By Peter Pollock, Basketball Queensland Coach Development Manager
Considerations in Basketball Coaching
Coaching can be a tough task sometimes! It’s a competitive environment that requires a lot of time and resources into preparing your team and your players. Whether it be for a contest over the course of a season, selection trials, cutting players, goal setting, season planning, planning team sessions, evaluating players, planning individual sessions, reviewing games, tagging videos, analysing statistics, player meetings, team meetings, and more!
Games can get tight and tense! Decisions or actions made by players, coaches and referees can have a major bearing on the outcome of a game. The larger the importance of a game, the more magnified those decisions or actions seem to be! Given the investment in time and energy, you and your team have put in, sometimes it can be easy to lose perspective and see a referee’s call as an absolute factor in the outcome of the game and perhaps your season. We see it all too often and am willing to admit I have been on that slippery path more than once.
Factors to Consider as a Basketball Coach
Here are a few factors to consider if you find yourself going down that path as a coach:
How Do You Evaluate Your Success?
Firstly, take a step back and review what is important in evaluating your success as a coach and what your goal is for the season. Is it just about winning? Quite often you will simply not have the most talented or experienced players in your team. Is it just about improvement? The win-loss column would help you in determining your improvement, but by no means is it the defining measure. Winning is more the macro reflection of all the micro improvements. Is yours a S.M.A.R.T goal? (Specific, Measurable, Achievable, Relevant and Timely).
Specific – If your expectations are vague, based on the macro (win/loss) and not the micro (improvement in skills, teamwork & decision making), then you are more likely to look at a referee’s decisions as the defining moments affecting your success.
Measured – If you have measured your performances over the season you are more likely to recognise that turnovers or some other aspect of the game is more of a problem than a referee’s call.
Achievable – If your expectation is beyond what is achievable then you are more likely to see factors that are outside your control.
Relevant – If your goals are not relevant to your own skills as a coach you may need to learn more about the game so that you realize why the game result does not hinge on a referee’s call.
Timely – If all your micro goals have an “achieved by date”, then you would understand that you have done everything you could, to help your team be successful and that a referee’s call does not carry much weight.
How Many Errors Have Your Team Committed?

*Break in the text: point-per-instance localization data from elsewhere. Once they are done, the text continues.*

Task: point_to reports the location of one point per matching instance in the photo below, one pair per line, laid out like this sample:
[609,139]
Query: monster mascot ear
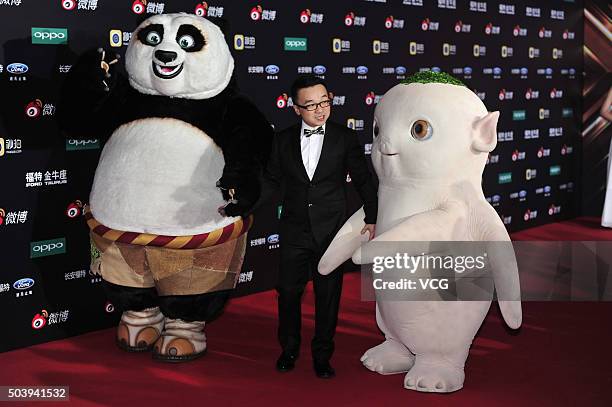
[484,134]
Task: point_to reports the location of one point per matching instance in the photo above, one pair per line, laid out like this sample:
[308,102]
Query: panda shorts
[170,271]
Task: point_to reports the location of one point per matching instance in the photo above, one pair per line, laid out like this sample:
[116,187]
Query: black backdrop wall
[522,58]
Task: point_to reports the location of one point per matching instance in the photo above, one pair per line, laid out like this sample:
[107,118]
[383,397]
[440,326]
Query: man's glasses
[313,106]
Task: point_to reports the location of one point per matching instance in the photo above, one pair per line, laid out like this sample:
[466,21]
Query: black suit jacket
[318,204]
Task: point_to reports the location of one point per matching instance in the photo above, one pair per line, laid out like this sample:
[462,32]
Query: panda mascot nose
[165,56]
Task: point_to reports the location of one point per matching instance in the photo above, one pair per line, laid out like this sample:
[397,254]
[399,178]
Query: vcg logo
[48,36]
[47,248]
[17,68]
[296,44]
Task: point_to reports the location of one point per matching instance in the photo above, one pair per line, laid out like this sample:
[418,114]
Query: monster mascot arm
[435,135]
[182,142]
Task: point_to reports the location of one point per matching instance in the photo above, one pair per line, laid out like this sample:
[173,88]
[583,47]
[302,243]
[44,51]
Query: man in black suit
[309,163]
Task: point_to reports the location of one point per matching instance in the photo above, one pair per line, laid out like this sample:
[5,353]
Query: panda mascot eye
[153,38]
[186,41]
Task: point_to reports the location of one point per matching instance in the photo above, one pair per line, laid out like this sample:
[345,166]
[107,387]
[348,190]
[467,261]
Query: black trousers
[300,255]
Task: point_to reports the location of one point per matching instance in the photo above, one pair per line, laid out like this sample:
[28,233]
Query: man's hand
[369,227]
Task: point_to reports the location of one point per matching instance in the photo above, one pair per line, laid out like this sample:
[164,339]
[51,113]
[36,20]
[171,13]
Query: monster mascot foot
[430,191]
[180,142]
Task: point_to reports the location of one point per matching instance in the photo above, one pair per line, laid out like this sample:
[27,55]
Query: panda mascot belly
[180,143]
[150,175]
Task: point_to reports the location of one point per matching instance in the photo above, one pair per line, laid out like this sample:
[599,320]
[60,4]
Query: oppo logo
[49,35]
[296,44]
[47,248]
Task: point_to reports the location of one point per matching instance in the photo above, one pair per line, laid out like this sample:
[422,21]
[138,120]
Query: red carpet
[561,357]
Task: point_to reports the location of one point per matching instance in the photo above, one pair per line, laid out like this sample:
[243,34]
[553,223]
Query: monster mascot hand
[432,142]
[181,142]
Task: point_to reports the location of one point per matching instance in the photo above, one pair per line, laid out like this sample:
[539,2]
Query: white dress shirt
[311,149]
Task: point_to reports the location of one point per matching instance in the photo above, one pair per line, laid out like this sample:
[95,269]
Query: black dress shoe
[323,370]
[285,362]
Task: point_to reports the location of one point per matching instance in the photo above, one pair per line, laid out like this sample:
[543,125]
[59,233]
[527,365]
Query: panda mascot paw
[180,141]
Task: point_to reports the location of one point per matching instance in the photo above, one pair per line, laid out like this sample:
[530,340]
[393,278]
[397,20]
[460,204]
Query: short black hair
[305,81]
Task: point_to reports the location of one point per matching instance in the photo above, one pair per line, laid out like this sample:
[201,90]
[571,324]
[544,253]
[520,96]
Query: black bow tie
[318,130]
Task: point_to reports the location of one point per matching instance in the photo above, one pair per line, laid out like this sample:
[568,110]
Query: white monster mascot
[181,142]
[432,139]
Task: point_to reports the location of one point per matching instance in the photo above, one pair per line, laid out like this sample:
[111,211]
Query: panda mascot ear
[224,26]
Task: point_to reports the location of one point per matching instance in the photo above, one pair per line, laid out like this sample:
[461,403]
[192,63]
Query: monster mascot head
[432,138]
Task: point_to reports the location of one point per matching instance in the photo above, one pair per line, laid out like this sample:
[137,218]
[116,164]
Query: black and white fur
[179,136]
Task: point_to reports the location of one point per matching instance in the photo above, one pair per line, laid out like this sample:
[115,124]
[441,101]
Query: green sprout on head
[433,77]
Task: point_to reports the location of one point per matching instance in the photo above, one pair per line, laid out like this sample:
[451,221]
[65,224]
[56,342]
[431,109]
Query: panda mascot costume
[181,143]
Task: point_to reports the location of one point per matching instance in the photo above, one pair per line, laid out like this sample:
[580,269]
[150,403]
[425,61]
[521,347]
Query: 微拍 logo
[17,68]
[296,44]
[23,284]
[48,36]
[47,248]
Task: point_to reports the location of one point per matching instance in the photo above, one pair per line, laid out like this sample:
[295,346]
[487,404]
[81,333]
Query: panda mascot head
[179,55]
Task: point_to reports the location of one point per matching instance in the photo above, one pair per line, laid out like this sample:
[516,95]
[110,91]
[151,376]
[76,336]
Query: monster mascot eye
[421,130]
[153,38]
[375,129]
[186,41]
[68,4]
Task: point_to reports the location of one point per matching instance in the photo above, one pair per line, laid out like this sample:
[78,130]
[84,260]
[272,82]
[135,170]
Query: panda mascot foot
[139,330]
[180,341]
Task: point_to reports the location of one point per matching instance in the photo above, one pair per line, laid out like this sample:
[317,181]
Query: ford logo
[23,284]
[362,70]
[272,69]
[319,70]
[17,68]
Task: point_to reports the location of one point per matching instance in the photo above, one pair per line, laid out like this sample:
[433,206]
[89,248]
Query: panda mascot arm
[246,148]
[93,96]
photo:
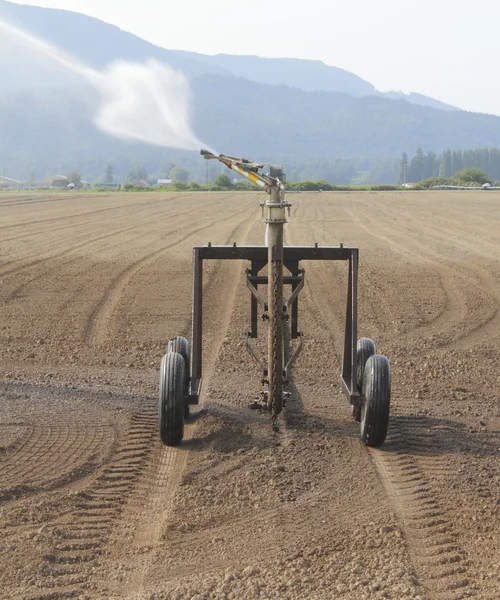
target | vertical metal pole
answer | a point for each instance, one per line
(354, 313)
(347, 373)
(197, 325)
(275, 220)
(253, 303)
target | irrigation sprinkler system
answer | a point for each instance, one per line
(366, 376)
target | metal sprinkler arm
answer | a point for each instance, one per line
(245, 168)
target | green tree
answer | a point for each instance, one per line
(75, 178)
(403, 169)
(178, 173)
(109, 174)
(137, 174)
(224, 182)
(30, 177)
(472, 175)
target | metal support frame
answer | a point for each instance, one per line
(258, 257)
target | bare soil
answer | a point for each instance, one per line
(92, 505)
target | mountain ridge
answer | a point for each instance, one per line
(70, 31)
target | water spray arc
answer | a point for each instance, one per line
(147, 102)
(366, 375)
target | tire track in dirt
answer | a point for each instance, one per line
(17, 291)
(48, 449)
(453, 321)
(86, 243)
(153, 512)
(95, 329)
(98, 211)
(72, 557)
(440, 562)
(51, 230)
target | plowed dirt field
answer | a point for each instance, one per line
(92, 505)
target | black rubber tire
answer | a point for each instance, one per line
(181, 345)
(377, 393)
(171, 406)
(365, 349)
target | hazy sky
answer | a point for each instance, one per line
(447, 49)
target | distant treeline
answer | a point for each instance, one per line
(424, 166)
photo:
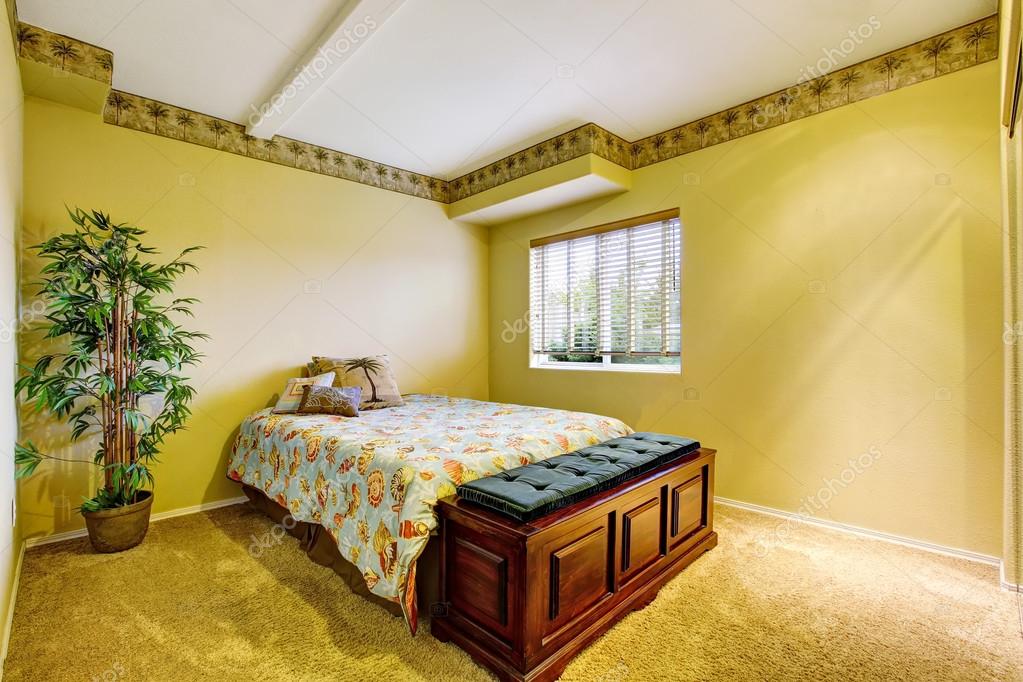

Secondly, take the time to reflect on how many errors you and each one of your players have committed, not only through a game but through the whole season. Ask your self how many times you have not made yourself and your players accountable for those missed shots, those turnovers, those missed boxouts, those poor shots that lead to runouts and layups, those missed substitutions or timeouts and then stack them up against the one or two calls in a game that referees are usually held accountable for in a game.
Now ask yourself, “Is that fair?” and “Which process can influence the outcome of a game the most?” I am guessing a couple of calls might cost you 4 to 6 points on the scoreboard but missed boxouts, turnovers or letting your best player foul out because of a missed substitution or not holding him accountable for his poor defensive technique will cost you a whole lot more on the scoreboard.
Seeing the Game from a Different Perspective
After these considerations, if you can see the game from a different perspective you will realize that you and your players have far more control over the outcome of the game then a referee’s call. As a result, you will be a calmer, in the zone, game time and bigtime performer, as a coach. From this perspective, you are far more likely to have a conversation with the referee in the manner, at the right time and place. Your conversations will build relationships. It could be, nurturing and being supportive of a green shirt or a young referee at their first state championship or the calming nod from an experience QBL referee when your emotions take over on a call.
Master your craft, to avoid the slippery path and try not to fall over! When you do fall, learn from it! Look inwards at the things you can control, there is much more room for improvement when you do! And you might just win some more games in the process!